Blanche’s heart now sunk with horror. Her first impulse was to retreat from the door, but, when she would have gone, her trembling frame refused to support her, and, having tottered a few paces, to a more obscure part of the passage, she was compelled to listen to the dreadful councils of those, who, she was no longer suffered to doubt, were banditti. In the next moment, she heard the following words, “Why you would not murder the whole gang?

“I warrant our lives are as good as theirs,” replied his comrade. “If we don’t kill them, they will hang us: better they should die than we be hanged.”

“Better, better,” cried his comrades.

“To commit murder, is a hopeful way of escaping the gallows!” said the first ruffian—“many an honest fellow has run his head into the noose that way, though.” There was a pause of some moments, during which they appeared to be considering.

“Confound those fellows,” exclaimed one of the robbers impatiently, “they ought to have been here by this time; they will come back presently with the old story, and no booty: if they were here, our business would be plain and easy. I see we shall not be able to do the business tonight, for our numbers are not equal to the enemy, and in the morning they will be for marching off, and how can we detain them without force?”

“I have been thinking of a scheme, that will do,” said one of his comrades: “if we can dispatch the two chevaliers silently, it will be easy to master the rest.”

“That’s a plausible scheme, in good faith,” said another with a smile of scorn—“If I can eat my way through the prison wall, I shall be at liberty!—How can we dispatch them silently?

“By poison,” replied his companions.

“Well said! that will do,” said the second ruffian, “that will give a lingering death too, and satisfy my revenge. These barons shall take care how they again tempt our vengeance.”

“I knew the son, the moment I saw him,” said the man, whom Blanche had observed gazing on St. Foix, “though he does not know me; the father I had almost forgotten.”

“Well, you may say what you will,” said the third ruffian, “but I don’t believe he is the Baron, and I am as likely to know as any of you, for I was one of them, that attacked him, with our brave lads, that suffered.”

“And was not I another?” said the first ruffian, “I tell you he is the Baron; but what does it signify whether he is or not?—shall we let all this booty go out of our hands? It is not often we have such luck at this. While we run the chance of the wheel for smuggling a few pounds of tobacco, to cheat the king’s manufactory, and of breaking our necks down the precipices in the chace of our food; and, now and then, rob a brother smuggler, or a straggling pilgrim, of what scarcely repays us the powder we fire at them, shall we let such a prize as this go? Why they have enough about them to keep us for—”

“I am not for that, I am not for that,” replied the third robber, “let us make the most of them: only, if this is the Baron, I should like to have a flash the more at him, for the sake of our brave comrades, that he brought to the gallows.”
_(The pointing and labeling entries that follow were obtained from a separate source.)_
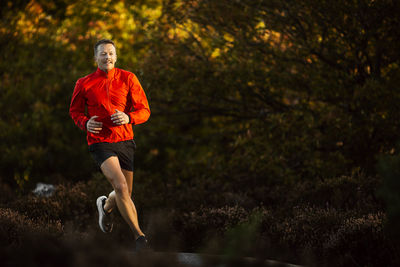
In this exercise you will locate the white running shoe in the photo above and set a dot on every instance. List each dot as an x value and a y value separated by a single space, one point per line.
104 221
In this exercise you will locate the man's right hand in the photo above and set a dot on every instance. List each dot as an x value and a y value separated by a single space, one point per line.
94 126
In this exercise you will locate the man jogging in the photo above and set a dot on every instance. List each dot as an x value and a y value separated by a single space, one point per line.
106 104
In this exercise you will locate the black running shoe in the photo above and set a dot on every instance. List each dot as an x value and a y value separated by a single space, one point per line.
142 244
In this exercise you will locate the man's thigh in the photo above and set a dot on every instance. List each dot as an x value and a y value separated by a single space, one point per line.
112 170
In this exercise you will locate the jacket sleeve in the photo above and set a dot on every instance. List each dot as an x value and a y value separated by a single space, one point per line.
141 109
77 107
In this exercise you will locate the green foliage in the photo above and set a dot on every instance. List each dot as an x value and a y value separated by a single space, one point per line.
389 169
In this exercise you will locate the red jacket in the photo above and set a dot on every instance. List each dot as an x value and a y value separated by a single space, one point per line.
102 93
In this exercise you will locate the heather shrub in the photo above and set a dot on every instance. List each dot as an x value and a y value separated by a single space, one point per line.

“Aye, aye, flash as much as you will,” rejoined the first man, “but I tell you the Baron is a taller man.”

“Confound your quibbling,” said the second ruffian, “shall we let them go or not? If we stay here much longer, they will take the hint, and march off without our leave. Let them be who they will, they are rich, or why all those servants? Did you see the ring, he, you call the Baron, had on his finger?—it was a diamond; but he has not got it on now: he saw me looking at it, I warrant, and took it off.”

“Aye, and then there is the picture; did you see that? She has not taken that off,” observed the first ruffian, “it hangs at her neck; if it had not sparkled so, I should not have found it out, for it was almost hid by her dress; those are diamonds too, and a rare many of them there must be, to go round such a large picture.”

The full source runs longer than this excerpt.